Chris Travers wrote:
>>> (3) Dot function call syntax: "select foo.count from foo" --
>>> surprising to most people, and I don't recall ever seeing it
>>> suggested for actual use. I would go so far as to say we should
>>> deprecate this syntax, because I think it's more likely to be
>>> some kind of mistake than anything else.
> Dot syntax should be replaced by something less ambiguous, though.
> The problem is that you currently have issues in some versions of
> Pg where p.name might be the name of the person, or it might be the
> p record cast as something almost identical to varchar(63).......
> The only reason this is not an issue on more recent versions of Pg
> is that implicit casting to text types has been dropped so this
> doesn't really address the underlying problem.

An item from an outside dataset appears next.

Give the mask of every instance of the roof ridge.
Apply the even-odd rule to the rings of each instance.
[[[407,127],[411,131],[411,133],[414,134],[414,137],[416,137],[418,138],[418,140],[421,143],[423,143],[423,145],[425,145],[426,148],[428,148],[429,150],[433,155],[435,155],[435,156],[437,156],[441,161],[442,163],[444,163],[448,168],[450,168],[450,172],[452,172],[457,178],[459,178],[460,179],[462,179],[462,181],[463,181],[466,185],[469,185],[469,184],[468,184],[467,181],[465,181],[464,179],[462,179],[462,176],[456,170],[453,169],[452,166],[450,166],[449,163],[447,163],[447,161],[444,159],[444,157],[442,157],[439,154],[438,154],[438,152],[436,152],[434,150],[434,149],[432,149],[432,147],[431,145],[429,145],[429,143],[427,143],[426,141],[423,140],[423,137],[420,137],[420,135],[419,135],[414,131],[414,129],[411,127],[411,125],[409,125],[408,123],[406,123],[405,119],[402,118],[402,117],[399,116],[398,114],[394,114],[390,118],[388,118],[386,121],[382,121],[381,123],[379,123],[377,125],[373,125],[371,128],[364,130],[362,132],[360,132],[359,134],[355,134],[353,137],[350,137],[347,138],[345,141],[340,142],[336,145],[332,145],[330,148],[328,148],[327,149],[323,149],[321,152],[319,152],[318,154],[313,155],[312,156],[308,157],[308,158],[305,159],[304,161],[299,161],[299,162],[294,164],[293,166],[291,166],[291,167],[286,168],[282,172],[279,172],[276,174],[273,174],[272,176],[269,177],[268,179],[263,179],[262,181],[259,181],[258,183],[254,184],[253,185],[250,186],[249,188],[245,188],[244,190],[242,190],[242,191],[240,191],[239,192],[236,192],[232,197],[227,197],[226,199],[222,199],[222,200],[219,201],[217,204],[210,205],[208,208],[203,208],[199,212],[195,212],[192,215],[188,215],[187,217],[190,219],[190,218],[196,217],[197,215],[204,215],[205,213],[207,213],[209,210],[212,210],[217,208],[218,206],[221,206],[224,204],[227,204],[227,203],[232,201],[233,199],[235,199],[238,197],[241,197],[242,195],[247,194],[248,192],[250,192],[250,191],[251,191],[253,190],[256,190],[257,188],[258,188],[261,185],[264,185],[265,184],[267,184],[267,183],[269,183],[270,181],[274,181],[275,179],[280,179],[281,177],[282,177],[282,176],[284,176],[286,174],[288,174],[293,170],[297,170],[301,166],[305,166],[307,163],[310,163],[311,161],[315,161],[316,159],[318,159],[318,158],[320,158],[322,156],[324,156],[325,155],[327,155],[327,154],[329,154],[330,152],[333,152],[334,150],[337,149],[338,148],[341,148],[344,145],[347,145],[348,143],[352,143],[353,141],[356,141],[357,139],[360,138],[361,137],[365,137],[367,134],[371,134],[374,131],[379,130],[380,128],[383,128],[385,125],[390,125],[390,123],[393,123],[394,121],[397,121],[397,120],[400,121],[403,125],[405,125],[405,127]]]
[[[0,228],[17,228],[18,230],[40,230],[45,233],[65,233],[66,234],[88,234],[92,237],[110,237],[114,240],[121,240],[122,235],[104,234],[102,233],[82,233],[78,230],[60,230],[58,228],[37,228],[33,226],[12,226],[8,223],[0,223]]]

We use dot syntax heavily, and I consider it a valuable feature. For
example, names are stored in our database with separate columns for
last name, first name, middle name, suffix (Jr., III, etc.), but we
want to put those together in a canonical form for searching. Prior
to PostgreSQL we have a trigger-maintained column in the database for
this for each name. With PostgreSQL we were able to replace the
column with a function without changing any of our application code
or the queries they use.
I would be very unhappy to see this feature deprecated or removed. I
would much rather see functions which qualify as "generated columns"
(i.e., they have as their only parameter the record type of a table)
listed in the \d display for a table.
Let's not break things which work just fine now.